結露を防ぎ、カビが発生しないように気をつけましょう
近ごろの家は、省エネルギーを考えて高気密・高断熱を心がけることが多くなりました。高気密が必ずしも結露に結びつくとは限りませんが、結露が原因でカビが生じ、この影響で体の不調が引き起こされることがあります。結露は、外と内との温度差が大きい窓ガラスや、空気の流れの悪い天井隅に発生しやすいので、二重サッシを使ったり、部屋の換気に注意しましょう。

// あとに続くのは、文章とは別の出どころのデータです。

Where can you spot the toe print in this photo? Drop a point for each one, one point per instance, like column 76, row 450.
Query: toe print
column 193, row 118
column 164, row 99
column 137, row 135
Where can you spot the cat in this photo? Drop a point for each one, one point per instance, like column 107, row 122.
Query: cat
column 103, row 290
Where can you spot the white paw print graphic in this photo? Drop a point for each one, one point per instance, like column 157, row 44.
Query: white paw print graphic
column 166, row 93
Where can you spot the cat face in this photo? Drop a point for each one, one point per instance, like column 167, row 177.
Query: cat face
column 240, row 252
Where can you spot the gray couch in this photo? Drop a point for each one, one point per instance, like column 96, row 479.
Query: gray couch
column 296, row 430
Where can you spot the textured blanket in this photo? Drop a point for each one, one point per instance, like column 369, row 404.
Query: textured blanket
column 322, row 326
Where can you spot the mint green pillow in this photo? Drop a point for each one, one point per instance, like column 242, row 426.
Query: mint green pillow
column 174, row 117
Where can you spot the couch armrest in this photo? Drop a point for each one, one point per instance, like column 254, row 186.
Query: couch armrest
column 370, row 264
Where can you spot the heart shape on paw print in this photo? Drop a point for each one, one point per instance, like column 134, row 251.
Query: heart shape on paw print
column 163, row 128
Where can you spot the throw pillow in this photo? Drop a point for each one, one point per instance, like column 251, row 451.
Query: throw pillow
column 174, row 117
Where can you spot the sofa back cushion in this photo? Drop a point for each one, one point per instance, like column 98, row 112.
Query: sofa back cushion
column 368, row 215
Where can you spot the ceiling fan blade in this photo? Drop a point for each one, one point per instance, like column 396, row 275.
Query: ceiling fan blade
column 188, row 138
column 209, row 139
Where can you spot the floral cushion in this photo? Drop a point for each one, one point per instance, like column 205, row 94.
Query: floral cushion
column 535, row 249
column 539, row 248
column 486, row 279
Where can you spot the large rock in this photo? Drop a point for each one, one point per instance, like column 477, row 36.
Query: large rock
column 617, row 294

部屋の空気を停留させないよう、扇風機などの風で室内の空気を攪拝することも有効です。カビの発生を防ぐよう、サッシは結露受けタイプを選び、こまめに排水口の掃除をしましょう。このほか、浴室、台所などで発した水蒸気は早く外に出すといったことにも気をつけてください。
健康のため、換気には十分気をつけましょう
年をとると家のなかで過ごす時間が長くなるので、だれもが、なるべく室内環境を快適にと考えます。こうしたときでも、新しい建材、機械による冷暖房ばかりに頼らない方法も考えましょう。断熱性を高める場合も、自然の換気・通風への気配りは大切です。床下、天井裏に換気口を設け、窓はできるだけ部屋の2カ所以上に開け、空気の通り道を作りましょう。台所や浴室に換気扇をつけ、エアコンの除湿を上手に使うとよいでしょう。自然換気と電機製品などによる強制換気を組み合わせ、室内環境を整えましょう。